Scientifique. La connerie la plus scientifique du siècle, ça me paraissait, à moi. J’aurais pu lui dire, mais je ne l’ai pas dit. Ce n’était pas si simple. Il faut dire que je l’aimais bien, Novecento, et j’avais bien envie qu’un jour ou l’autre il descende, et qu’il joue pour les gens de la terre, et qu’il se marie avec une femme sympathique, et qu’il ait des enfants, bref, toutes les choses de la vie, qui n’est peut-être pas immense mais bon, qui est belle, quand même, si t’as de la chance, un peu, et si t’as envie. Bref, cette histoire, ça me semblait un vrai attrape-couillon mais si ça pouvait aider Novecento à descendre, ça m’allait. Et je commençais même à penser que c’était une bonne chose, finalement. Je lui dis que son raisonnement était correct. Et que j’étais content, vraiment. Et que j’allais lui offrir mon manteau en poil de chameau, il aurait une sacrée allure là-dedans quand il descendrait la passerelle, avec ce manteau en poil de chameau. Lui, de son côté, il était quand même un peu ému :

« Mais toi, tu viendras me voir, hein ? sur la terre... »

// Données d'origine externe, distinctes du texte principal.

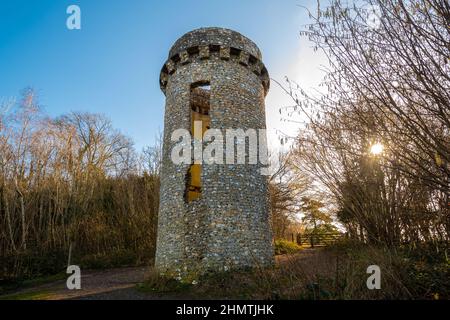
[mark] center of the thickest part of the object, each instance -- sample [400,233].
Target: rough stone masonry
[213,217]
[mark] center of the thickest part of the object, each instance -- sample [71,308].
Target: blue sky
[112,64]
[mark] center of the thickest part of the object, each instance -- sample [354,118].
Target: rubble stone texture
[228,227]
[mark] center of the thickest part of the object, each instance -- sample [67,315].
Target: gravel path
[120,283]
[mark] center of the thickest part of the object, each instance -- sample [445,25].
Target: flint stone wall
[229,226]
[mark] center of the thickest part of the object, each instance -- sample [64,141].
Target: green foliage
[159,284]
[286,247]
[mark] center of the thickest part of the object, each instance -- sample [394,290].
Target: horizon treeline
[72,185]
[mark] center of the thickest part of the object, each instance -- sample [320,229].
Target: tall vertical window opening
[200,108]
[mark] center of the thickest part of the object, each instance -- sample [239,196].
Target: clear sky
[112,64]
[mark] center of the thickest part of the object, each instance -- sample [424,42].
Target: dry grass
[322,273]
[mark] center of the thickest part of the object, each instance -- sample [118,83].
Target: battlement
[207,43]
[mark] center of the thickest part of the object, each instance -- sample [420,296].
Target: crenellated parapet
[203,44]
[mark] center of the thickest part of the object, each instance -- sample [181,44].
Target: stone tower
[214,216]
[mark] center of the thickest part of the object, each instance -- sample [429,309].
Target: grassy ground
[337,272]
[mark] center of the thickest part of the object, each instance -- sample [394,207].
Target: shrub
[286,247]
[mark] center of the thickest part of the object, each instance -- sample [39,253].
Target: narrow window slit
[199,109]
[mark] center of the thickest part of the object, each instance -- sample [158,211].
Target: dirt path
[118,284]
[108,284]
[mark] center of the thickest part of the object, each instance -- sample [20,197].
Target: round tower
[215,215]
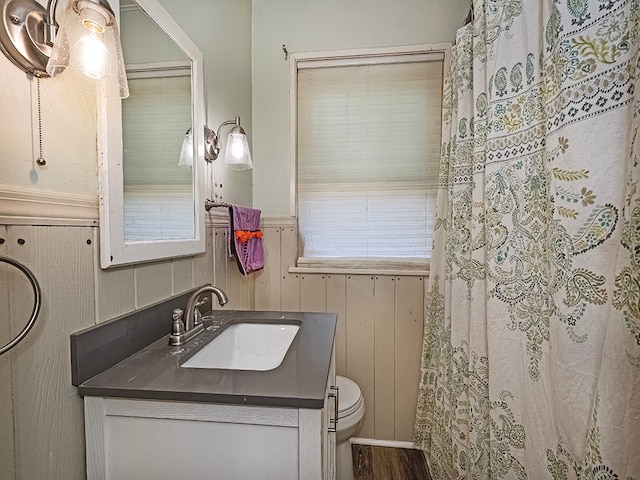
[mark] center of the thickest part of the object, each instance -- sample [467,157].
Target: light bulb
[93,56]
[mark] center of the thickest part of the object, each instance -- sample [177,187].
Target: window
[368,135]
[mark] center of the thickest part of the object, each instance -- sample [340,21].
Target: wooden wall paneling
[221,260]
[153,282]
[268,280]
[313,293]
[360,343]
[7,432]
[289,282]
[115,288]
[385,356]
[203,264]
[181,275]
[48,411]
[409,335]
[337,303]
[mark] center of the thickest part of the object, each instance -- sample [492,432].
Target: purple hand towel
[246,243]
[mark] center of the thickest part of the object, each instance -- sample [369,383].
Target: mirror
[152,204]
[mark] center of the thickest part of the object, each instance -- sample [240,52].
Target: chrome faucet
[181,331]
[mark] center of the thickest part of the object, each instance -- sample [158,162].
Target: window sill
[346,267]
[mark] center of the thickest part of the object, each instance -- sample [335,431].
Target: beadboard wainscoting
[41,419]
[380,327]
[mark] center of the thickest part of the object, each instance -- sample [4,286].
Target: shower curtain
[531,353]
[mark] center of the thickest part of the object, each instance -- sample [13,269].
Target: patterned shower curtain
[531,355]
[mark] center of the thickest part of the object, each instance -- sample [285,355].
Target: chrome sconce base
[22,35]
[237,155]
[35,42]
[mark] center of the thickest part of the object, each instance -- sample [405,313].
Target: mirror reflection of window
[158,193]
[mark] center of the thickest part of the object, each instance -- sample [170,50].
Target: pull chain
[40,160]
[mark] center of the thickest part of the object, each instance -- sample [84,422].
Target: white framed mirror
[151,200]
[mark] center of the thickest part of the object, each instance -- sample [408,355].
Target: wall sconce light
[237,155]
[86,40]
[186,154]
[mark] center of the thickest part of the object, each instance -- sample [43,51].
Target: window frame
[323,59]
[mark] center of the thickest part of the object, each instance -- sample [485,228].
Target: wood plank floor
[387,463]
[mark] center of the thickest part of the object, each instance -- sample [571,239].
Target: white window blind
[368,147]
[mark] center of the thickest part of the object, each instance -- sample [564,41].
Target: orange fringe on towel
[244,235]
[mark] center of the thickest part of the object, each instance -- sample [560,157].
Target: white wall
[319,25]
[68,135]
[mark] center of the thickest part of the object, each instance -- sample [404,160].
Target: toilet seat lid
[349,396]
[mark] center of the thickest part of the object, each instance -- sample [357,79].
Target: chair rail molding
[20,206]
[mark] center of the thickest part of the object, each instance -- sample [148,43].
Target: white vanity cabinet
[156,439]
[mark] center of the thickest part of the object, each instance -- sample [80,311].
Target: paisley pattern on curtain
[531,354]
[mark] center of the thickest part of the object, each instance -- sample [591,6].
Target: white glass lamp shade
[237,155]
[186,154]
[88,42]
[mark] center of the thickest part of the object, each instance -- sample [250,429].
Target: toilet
[350,414]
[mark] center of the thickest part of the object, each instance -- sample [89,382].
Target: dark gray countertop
[155,373]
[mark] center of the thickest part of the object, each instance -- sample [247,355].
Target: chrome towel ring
[36,303]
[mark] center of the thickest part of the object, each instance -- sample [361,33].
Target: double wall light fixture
[86,40]
[236,155]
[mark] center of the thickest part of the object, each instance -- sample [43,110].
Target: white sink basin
[246,346]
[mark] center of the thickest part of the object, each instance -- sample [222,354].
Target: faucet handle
[178,325]
[204,301]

Bon Dieu, je t’avais une pierre là dans la gorge, vraiment, comme une pierre, ça me tuait de l’entendre parler comme ça, je déteste les adieux, et je me suis mis à rire du mieux que je pouvais, assez mal d’ailleurs, et à lui dire que bien sûr j’irais le voir, et on ferait courir son chien dans les champs, et sa femme nous mettrait une dinde au four, et je ne sais plus quelles conneries encore, et lui, il riait, et moi je riais aussi, mais à l’intérieur on savait bien tous les deux que la vérité était différente, que la vérité c’était que tout serait fini, et qu’il n’y avait rien à y faire, ça devait arriver, et ça arrivait maintenant : Danny Boodmann T.D. Lemon Novecento allait descendre du Virginian, dans le port de New York, un jour de février. Après trente-deux années passées en mer, il allait descendre à terre, pour aller voir la mer.

(Commence une musique du genre vieille ballade. Le comédien disparaît dans l’obscurité, puis reparaît habillé comme Novecento en haut de la passerelle d’un paquebot. Manteau en poil de chameau, chapeau, grande valise. Il reste là, quelques instants, immobile, dans le vent, regardant devant lui. Il regarde New York. Puis il descend la première marche, la deuxième, la troisième. A ce moment-là, brusquement, la musique s’interrompt et Novecento s’arrête net. Le comédien ôte son chapeau et se tourne vers le public.)

Ce fut à la troisième marche qu’il s’arrêta. Brusquement.

« Qu’est-ce qu’il y a ? T’as marché dans une merde ? » fit Neil O’Connor, un Irlandais qui ne comprenait foutre rien à rien mais que ça n’empêchait pas d’être de bonne humeur, toujours.

«Il a peut-être oublié quelque chose, j’ai dit.

— Et quoi donc ?

— Est-ce que je sais...

— Il a peut-être oublié pourquoi il descend.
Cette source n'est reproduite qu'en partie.